Overview
The process of adding and more specifically deleting records from the database over time results in a large number of gaps in tables’ identifier sequence number. It may be desirable to know where the breaks are, perhaps to re-use the numbers following identification of duplicates that
need renumbering or where a bulk insert is required, or perhaps to identify
gaps in a cheque sequence, or analyze potential issues with the database
programs creating gaps invalidly. To do this however you must first identify the gaps.
To identify the gaps I have created the following script, which using the sample temp table created below demonstrates one method for achieving the desired result.
Sample table creation
Create table #SequenceTable (SeqNumber Int ) Declare @Seq int Set @Seq = 10 while @Seq <= 100 Begin Insert into #SequenceTable values(@Seq) Set @Seq = @Seq + 1 End Insert into #SequenceTable values(101) Insert into #SequenceTable values(102) Insert into #SequenceTable values(103) Insert into #SequenceTable values(105) Insert into #SequenceTable values(106) Insert into #SequenceTable values(107) Insert into #SequenceTable values(114) Insert into #SequenceTable values(115) Insert into #SequenceTable values(116) Insert into #SequenceTable values(129) Insert into #SequenceTable values(130) Insert into #SequenceTable values(131)
Gap identification code
Select LastSeqNumber , NextSeqNumber , FirstAvailable = LastSeqNumber + 1 , LastAvailable = NextSeqNumber - 1 , NumbersAvailable = NextSeqNumber - (LastSeqNumber + 1) from ( Select LastSeqNumber = (Select isnull(Max(Seq2.SeqNumber),0) as SeqNumber from #SequenceTable Seq2 where Seq2.SeqNumber < Seq1.SeqNumber) , NextSeqNumber = SeqNumber from #SequenceTable Seq1 ) as A where NextSeqNumber - LastSeqNumber > 1 order by LastSeqNumber
Resulting output
LastSeqNumber | NextSeqNumber | FirstAvailable | LastAvailable | NumbersAvailable |
0 | 10 | 1 | 9 | 9 |
103 | 105 | 104 | 104 | 1 |
107 | 114 | 108 | 113 | 6 |
116 | 129 | 117 | 128 | 12 |
A detailed breakdown
The code requires us to access table #SequenceTable twice.
The first is a straight read of table #SequenceTable (Seq1), setting NextSeqNumber to the number found in each row’s SeqNumber field. NextSeqNumber is the first SeqNumber value following a break.
The second sub query select on table #SequenceTable (Seq2), selects a single value for field LastSeqNumber, being the highest value found that precedes the value loaded into NextSeqNumber. LastSeqNumber is the immediate number found preceding a break.

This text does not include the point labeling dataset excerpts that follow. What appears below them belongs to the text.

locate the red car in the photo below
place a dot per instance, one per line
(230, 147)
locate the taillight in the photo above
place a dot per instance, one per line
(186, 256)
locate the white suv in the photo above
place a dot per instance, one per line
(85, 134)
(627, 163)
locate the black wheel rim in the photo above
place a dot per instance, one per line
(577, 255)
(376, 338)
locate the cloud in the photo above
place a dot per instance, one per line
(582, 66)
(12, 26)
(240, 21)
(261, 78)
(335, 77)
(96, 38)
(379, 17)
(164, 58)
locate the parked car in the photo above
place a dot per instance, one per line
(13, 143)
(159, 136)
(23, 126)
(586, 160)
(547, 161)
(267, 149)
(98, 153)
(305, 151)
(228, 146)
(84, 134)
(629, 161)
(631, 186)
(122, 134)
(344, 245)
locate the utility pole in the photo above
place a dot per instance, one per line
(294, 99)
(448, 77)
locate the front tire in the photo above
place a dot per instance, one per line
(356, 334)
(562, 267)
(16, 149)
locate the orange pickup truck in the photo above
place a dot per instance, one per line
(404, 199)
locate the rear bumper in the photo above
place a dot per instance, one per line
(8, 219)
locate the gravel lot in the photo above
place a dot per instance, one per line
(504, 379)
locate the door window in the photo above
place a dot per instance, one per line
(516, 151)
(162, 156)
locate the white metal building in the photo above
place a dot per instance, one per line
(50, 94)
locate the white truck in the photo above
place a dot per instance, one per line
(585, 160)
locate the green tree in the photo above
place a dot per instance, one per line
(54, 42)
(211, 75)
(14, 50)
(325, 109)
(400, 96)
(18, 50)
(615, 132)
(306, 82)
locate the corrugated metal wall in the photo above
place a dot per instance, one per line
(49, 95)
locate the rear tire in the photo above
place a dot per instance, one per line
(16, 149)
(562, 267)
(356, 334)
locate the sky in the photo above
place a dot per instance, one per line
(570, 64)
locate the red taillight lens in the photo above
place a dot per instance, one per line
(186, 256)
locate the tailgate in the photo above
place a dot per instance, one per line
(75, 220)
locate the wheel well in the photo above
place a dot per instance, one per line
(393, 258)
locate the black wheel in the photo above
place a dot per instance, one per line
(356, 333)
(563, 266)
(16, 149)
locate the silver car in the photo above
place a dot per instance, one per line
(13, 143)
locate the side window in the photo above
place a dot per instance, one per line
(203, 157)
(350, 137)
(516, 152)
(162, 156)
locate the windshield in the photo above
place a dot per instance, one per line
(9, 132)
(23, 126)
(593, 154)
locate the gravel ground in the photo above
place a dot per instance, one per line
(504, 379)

Finally, wrapping the selection of LastSeqNumber and NextSeqNumber in an outer select statement (A), selects only records where a gap exists (NextSeqNumber – LastSeqNumber > 1). You can change the value here to find only gaps big enough for the number of rows you require.
The code performs a small trick when determining LastSeqNumber to ensure capture of a
break at the start of the number sequence, in this case values 1 to 9. Here it uses isnull to return a zero value instead of null when it tries to find a value less than the smallest found number. Of course, when the smallest number is one, then the difference between zero and one is one, so this will not report a gap. For this to work, the SeqNumber column must not contain numbers less than zero.

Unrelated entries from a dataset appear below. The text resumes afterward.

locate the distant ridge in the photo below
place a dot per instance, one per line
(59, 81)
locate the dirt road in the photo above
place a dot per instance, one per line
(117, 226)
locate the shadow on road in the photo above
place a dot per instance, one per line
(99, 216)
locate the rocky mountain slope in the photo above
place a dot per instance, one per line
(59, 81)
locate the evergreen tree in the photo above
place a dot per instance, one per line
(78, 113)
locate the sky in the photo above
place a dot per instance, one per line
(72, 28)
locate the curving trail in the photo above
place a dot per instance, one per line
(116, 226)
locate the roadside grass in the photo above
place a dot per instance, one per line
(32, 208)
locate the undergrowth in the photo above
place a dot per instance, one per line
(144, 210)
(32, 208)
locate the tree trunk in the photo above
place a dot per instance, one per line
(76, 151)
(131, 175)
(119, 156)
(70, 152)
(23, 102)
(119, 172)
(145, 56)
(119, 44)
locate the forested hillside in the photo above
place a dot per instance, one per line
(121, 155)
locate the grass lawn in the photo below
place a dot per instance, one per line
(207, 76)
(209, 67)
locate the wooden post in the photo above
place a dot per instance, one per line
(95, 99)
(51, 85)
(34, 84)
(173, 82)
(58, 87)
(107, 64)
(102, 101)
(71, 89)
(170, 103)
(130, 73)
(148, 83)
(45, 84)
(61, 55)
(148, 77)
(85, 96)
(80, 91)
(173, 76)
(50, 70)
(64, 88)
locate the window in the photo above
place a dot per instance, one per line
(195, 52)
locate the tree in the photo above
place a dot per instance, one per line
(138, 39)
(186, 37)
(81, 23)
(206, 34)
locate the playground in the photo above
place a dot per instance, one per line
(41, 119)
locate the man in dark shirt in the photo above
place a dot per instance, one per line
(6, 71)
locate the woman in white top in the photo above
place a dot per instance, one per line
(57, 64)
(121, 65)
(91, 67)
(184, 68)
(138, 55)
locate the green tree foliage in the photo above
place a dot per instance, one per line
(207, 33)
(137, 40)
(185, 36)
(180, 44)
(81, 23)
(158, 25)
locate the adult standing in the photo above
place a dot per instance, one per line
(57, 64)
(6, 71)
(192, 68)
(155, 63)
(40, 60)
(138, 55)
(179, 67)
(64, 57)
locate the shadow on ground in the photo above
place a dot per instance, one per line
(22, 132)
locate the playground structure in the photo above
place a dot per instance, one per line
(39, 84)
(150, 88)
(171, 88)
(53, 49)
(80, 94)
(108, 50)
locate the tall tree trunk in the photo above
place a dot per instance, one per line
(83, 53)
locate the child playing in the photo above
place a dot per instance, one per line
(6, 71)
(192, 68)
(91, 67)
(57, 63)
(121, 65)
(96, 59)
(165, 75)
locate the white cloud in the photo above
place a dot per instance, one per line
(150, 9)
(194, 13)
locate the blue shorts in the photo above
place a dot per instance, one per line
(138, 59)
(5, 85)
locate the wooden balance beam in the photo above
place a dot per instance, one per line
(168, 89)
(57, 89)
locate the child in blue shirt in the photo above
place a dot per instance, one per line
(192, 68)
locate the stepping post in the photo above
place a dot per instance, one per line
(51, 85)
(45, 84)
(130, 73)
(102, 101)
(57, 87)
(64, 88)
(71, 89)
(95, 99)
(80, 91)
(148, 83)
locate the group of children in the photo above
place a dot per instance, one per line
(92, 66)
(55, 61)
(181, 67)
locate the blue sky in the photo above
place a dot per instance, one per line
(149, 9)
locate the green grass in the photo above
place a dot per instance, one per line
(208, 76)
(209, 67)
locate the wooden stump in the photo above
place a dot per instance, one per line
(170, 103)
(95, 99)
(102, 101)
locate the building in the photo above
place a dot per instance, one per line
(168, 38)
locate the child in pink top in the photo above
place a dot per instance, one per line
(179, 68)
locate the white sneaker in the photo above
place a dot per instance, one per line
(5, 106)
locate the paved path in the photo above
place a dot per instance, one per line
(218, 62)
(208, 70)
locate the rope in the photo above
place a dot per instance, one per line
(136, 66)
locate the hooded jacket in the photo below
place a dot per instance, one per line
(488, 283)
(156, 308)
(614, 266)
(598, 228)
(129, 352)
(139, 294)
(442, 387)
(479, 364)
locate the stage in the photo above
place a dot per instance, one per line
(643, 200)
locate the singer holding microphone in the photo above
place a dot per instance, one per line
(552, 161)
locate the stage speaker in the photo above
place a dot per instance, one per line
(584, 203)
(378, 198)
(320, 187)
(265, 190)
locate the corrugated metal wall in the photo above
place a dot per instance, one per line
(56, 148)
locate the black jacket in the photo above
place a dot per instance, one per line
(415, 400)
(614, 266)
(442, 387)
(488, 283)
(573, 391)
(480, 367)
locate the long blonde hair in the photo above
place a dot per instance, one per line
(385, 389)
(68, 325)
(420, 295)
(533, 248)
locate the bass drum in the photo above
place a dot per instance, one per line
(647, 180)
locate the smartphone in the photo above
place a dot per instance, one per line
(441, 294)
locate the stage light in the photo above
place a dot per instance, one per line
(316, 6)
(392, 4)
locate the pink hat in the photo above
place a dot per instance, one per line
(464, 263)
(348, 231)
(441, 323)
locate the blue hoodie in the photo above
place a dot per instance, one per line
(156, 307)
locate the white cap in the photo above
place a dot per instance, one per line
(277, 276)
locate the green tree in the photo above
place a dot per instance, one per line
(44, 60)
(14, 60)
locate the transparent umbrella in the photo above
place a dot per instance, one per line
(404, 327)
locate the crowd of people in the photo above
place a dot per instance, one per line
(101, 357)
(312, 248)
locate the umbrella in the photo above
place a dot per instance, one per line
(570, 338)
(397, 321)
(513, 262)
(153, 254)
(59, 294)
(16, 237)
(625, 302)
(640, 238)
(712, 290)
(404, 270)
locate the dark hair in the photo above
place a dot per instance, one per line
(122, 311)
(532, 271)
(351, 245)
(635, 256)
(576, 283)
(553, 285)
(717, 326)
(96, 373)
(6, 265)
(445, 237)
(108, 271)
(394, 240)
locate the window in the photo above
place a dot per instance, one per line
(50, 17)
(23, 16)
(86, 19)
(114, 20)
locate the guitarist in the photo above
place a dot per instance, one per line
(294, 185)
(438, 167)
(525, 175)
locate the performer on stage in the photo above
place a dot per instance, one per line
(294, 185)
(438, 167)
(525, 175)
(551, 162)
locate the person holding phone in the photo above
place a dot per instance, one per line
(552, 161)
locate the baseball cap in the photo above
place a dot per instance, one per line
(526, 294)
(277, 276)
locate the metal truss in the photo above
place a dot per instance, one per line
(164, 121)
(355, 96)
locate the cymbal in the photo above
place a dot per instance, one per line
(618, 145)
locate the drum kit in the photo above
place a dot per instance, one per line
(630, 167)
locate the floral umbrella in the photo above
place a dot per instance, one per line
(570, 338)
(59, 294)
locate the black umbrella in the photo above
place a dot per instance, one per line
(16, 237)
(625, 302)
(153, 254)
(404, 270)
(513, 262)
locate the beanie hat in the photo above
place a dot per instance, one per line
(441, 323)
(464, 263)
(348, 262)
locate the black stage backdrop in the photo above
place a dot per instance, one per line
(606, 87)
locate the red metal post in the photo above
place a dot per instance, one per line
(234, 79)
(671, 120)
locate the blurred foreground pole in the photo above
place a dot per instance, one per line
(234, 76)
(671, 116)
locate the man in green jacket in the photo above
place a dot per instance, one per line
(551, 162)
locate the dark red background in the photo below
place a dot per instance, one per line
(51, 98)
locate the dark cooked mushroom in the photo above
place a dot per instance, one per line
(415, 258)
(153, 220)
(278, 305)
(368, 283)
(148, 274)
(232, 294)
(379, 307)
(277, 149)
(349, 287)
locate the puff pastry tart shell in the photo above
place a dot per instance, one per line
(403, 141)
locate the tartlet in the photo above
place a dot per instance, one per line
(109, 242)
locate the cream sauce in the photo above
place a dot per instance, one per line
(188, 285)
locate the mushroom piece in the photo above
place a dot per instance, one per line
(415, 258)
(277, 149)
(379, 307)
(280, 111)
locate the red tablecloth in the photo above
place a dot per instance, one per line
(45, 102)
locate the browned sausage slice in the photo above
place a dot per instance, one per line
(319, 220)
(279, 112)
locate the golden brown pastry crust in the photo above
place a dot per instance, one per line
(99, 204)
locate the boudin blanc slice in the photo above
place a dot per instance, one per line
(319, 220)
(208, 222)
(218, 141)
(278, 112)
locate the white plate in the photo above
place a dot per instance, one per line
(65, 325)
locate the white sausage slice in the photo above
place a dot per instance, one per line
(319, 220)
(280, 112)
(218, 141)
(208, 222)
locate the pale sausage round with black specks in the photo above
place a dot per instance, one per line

As a final nicety, the code simply calculates the First available number and last available number in the missing number range and the number of available slots in the sequence this represents.
Summary
The above code is a simple method for identifying gaps in a number sequence. My own specific use was to find gaps for re-use when renumbering duplicate sequenced records. For this purpose, I was able to change the gap qualifier > 1 on the outer query, to the size of the gap that I required to fill with additional rows. I originally thought a poor conversion from an earlier database created the gaps, however on running the script on several occasions I saw new gaps appearing. It turned out that code was inadvertently corrupting sequence numbers causing gaps, and I arranged a fix.
For your own purpose, it should be easy to insert your own table and column names using change/replace, and make this work over your own tables.